RecoverXenWorld

From Computer Laboratory System Administration
Jump to navigationJump to search

Procedure to follow after major outage

After a major outage (network fault, filer problems, etc) the many services run under Xen may no longer be functioning correctly. The common fault is that the kernel finds that writes to a "local" disc time out, it deems there to be a fault, and marks the file system as read-only. This means that the services may continue running just fine, but are just unable to log their use, or accept changes (e.g. web servers, DNS, LDAP, etc). The tree stages to recovery are:

  1. reboot the failed machines
  2. check that they are "powered up" ("running" as far as XenServer is concerned)
  3. check that they are "running normally" (multi-user OS, not stuck in fsck or some such)

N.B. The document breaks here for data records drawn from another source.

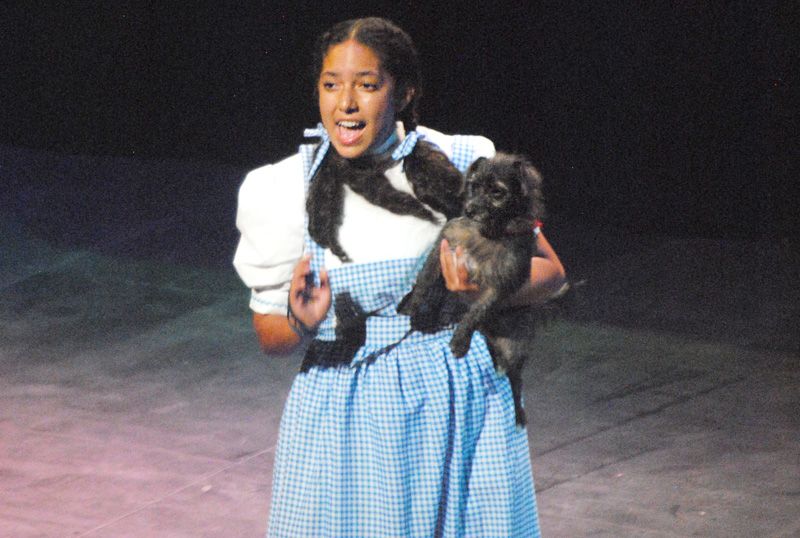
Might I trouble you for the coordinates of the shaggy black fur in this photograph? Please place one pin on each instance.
(434, 180)
(504, 200)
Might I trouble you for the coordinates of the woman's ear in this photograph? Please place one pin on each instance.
(403, 100)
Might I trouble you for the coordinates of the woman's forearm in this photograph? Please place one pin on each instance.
(547, 275)
(274, 333)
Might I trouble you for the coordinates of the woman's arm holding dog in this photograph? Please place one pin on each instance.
(548, 277)
(547, 274)
(279, 334)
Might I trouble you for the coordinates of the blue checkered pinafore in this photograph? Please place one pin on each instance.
(406, 440)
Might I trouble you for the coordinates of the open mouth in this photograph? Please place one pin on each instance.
(349, 131)
(351, 125)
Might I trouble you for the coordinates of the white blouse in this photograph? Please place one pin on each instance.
(271, 220)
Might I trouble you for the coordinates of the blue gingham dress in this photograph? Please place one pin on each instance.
(406, 440)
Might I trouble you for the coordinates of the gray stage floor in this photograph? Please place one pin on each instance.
(134, 402)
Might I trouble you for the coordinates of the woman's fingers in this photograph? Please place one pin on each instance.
(309, 303)
(299, 276)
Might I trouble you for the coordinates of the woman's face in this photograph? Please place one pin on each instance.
(356, 99)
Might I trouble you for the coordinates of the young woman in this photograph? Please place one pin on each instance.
(384, 433)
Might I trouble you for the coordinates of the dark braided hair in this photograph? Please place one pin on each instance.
(436, 183)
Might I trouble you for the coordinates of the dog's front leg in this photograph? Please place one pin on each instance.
(426, 299)
(474, 317)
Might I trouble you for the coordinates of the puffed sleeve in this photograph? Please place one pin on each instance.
(462, 150)
(270, 218)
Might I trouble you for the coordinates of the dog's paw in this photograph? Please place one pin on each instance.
(459, 344)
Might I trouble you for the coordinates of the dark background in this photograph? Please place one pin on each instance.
(656, 117)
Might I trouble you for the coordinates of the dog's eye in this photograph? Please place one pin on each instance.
(497, 193)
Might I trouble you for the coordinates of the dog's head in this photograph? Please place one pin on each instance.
(503, 194)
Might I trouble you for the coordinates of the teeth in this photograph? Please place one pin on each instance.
(350, 124)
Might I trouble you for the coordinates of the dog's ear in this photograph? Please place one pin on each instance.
(474, 166)
(521, 169)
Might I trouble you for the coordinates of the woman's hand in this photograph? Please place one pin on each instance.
(454, 270)
(309, 304)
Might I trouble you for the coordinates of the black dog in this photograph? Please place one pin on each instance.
(503, 204)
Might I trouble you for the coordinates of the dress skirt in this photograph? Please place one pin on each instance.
(404, 441)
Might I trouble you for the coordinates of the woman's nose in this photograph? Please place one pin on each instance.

The first can be done by enumerating all linux hosts (e.g. "cl-onserver --xe cl-vm-status run | grep -v ad.cl") and running "touch /tmp/XX || reboot -f -n" e.g. over ssh from an omnipotent server, or using "Force Reboot" in XenCenter.

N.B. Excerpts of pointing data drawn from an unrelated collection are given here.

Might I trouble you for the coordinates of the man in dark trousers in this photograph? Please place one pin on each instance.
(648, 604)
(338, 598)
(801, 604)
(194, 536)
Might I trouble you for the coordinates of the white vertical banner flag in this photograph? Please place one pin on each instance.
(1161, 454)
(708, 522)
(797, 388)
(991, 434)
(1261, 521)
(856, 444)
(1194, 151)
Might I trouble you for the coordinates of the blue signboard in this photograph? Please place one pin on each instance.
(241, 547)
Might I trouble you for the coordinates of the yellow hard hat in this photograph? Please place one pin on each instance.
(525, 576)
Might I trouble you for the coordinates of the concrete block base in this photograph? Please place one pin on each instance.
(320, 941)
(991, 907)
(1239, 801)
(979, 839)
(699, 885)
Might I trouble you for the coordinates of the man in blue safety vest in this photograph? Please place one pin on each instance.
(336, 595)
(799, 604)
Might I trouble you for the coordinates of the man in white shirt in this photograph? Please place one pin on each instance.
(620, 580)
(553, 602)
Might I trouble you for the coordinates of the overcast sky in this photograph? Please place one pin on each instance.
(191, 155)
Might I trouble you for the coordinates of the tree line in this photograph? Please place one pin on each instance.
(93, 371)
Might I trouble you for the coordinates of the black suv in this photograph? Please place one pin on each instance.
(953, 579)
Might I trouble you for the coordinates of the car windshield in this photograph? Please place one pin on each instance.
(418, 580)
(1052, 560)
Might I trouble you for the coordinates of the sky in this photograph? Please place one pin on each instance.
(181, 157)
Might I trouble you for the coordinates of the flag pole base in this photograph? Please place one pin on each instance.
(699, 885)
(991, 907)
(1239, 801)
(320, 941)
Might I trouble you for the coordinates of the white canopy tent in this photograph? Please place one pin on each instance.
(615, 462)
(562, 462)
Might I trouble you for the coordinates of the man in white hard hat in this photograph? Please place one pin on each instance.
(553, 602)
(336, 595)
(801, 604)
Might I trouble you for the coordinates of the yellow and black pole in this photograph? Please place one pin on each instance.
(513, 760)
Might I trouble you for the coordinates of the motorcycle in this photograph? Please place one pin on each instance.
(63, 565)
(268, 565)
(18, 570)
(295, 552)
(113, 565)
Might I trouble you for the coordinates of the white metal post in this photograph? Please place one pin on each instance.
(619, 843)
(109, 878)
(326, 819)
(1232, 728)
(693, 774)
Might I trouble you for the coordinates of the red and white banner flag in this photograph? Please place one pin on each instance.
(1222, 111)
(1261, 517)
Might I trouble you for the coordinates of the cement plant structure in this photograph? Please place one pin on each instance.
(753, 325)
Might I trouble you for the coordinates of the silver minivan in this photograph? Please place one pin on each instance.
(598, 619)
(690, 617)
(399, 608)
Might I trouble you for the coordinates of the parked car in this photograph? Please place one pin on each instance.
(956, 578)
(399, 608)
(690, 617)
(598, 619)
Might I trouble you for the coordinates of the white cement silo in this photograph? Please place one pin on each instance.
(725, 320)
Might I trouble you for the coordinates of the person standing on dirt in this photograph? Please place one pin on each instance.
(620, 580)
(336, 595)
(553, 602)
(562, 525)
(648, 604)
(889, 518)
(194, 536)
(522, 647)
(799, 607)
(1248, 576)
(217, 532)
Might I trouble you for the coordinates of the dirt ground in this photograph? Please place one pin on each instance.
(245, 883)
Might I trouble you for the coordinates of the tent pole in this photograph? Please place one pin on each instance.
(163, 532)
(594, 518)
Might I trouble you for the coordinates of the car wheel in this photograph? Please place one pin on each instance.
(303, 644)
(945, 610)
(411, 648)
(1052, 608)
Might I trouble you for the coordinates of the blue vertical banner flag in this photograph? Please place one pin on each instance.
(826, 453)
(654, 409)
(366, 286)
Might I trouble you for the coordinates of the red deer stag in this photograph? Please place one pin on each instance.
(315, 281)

The second can be done by looking for "0 1" entries in "cl-onserver --xe cl-vm-status" and starting those systems.

The third can be tested by attempting ssh to all linux hosts.

Order to start systems

Bring up key servers first, e.g.

  1. name servers, LDAP servers, KDCs
  2. the main Lab web server
  3. any real-time critical systems (e.g. collecting real time data)
  4. shared Lab servers such as slogin-serv*
  5. group servers
  6. test and development systems

Windows world

The most likely systems to be affected are the Exchange service and Verex. To restart Verex login to the server and restart the Verex service.

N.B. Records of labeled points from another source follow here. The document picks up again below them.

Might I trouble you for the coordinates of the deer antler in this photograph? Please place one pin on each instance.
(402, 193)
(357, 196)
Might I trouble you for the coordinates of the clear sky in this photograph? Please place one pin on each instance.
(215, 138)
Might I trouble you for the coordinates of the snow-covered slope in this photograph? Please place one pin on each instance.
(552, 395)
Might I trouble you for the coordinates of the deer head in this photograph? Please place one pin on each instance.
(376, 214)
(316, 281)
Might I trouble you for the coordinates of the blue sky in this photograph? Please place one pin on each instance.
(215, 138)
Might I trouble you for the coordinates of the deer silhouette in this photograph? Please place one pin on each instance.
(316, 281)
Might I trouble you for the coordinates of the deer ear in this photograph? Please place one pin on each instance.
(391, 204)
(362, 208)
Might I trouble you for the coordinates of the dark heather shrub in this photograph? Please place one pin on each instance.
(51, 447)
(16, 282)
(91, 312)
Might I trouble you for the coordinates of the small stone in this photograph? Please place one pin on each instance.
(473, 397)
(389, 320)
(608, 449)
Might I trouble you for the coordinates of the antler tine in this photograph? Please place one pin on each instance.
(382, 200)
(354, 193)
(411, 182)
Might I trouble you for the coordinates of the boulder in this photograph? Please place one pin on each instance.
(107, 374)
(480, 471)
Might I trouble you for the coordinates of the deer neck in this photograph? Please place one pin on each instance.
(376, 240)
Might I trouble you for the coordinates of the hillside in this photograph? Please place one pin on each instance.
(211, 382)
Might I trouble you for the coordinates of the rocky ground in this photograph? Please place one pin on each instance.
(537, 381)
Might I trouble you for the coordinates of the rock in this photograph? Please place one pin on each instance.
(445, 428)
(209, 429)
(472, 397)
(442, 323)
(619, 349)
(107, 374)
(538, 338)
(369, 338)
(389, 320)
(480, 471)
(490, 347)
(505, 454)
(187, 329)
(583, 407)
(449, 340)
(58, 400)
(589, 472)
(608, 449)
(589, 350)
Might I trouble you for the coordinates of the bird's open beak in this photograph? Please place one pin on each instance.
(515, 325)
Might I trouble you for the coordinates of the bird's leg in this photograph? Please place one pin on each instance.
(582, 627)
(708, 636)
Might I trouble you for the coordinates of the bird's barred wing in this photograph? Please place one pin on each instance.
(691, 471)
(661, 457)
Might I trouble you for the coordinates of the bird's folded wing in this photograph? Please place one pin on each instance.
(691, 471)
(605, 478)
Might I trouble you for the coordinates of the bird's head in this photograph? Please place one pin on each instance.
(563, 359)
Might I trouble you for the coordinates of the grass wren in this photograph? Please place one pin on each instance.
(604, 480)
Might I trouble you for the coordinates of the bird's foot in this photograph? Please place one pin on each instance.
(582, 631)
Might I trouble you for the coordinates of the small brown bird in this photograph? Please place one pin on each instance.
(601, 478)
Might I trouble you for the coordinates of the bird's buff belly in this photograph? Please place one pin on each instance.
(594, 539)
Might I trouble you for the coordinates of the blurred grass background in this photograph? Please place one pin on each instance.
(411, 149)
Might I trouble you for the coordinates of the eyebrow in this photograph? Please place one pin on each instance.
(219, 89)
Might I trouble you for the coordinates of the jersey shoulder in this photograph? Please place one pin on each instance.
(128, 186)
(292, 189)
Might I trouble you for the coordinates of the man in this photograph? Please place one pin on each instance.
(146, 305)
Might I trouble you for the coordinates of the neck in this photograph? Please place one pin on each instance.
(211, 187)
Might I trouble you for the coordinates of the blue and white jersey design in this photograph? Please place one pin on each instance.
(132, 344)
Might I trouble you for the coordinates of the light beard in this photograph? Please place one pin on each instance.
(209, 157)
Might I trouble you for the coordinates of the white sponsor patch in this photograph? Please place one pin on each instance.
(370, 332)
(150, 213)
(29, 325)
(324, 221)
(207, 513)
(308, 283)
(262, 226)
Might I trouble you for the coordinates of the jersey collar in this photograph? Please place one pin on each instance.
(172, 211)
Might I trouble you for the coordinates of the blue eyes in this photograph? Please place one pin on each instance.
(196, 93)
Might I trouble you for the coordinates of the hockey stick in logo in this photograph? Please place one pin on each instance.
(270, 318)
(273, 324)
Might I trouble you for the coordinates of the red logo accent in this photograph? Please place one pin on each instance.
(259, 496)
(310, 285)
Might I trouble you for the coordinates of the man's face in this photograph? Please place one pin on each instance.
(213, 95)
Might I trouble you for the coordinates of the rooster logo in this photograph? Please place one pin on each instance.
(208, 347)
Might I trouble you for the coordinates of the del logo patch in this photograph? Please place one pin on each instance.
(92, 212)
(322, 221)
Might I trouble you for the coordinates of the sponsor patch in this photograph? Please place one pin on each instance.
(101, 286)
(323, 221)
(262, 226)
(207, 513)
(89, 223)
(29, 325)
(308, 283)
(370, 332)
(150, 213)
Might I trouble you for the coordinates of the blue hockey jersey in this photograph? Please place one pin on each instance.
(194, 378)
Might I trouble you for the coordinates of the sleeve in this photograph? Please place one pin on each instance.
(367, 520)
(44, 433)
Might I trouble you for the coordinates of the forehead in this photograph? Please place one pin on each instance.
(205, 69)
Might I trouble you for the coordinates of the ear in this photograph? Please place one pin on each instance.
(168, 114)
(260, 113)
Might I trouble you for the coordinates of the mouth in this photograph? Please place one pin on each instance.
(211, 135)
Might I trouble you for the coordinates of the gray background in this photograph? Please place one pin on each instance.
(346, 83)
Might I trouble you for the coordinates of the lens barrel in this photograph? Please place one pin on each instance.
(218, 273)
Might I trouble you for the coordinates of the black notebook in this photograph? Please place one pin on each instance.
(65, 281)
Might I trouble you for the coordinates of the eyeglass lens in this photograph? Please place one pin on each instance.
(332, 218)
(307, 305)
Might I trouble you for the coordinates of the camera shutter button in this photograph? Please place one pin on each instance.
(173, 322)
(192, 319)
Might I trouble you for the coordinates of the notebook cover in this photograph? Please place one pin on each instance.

If exchange is not working the usual problem is that the store service has failed. You should start the Microsoft Exchange Information Store service on both svr-win-mta1 and svr-win-mta0. Then in the exchange system manager make sure the mailboxes are all mounted (expand server configuration and select mailbox then click on the server in the top pane) - if not right click on any un-mounted store and select mount.

If any machines are down then start them, the first to be started should be svr-win-db0. Apart from that there are no ordering constraints.

Unix VMs

After a problem, the machine can be:

  1. running with a read-only FS
  2. trying to shutdown
  3. shutdown
  4. XenServer is unable to start it
  5. the OS wedges during startup
  6. fsck fails and it waits for user intervention
  7. the higher level applications fail to start as expected

The first step is to ensure that Xen reboots the VM. If the FS is read-only (ro), there is little need to do a clean shutdown, which may wedge waiting for an operation which will never complete. If logged in run "touch /tmp.xx || reboot -f -n". If using XenCenter, use "Force Reboot".

Old systems may ask for a root PW before giving a single user shell. To the shell type "fsck -y /dev/xvda1; exit" which will fix the FS and cause the system to reboot.
More recent systems may offer to Fix the FS, allow the user to Manually fix the FS, etc. If this happens, press "F".
BUG: some systems appear to ignore the "F". An expert is needed to fsck the FS on a dom0 or another domU until we find a fix.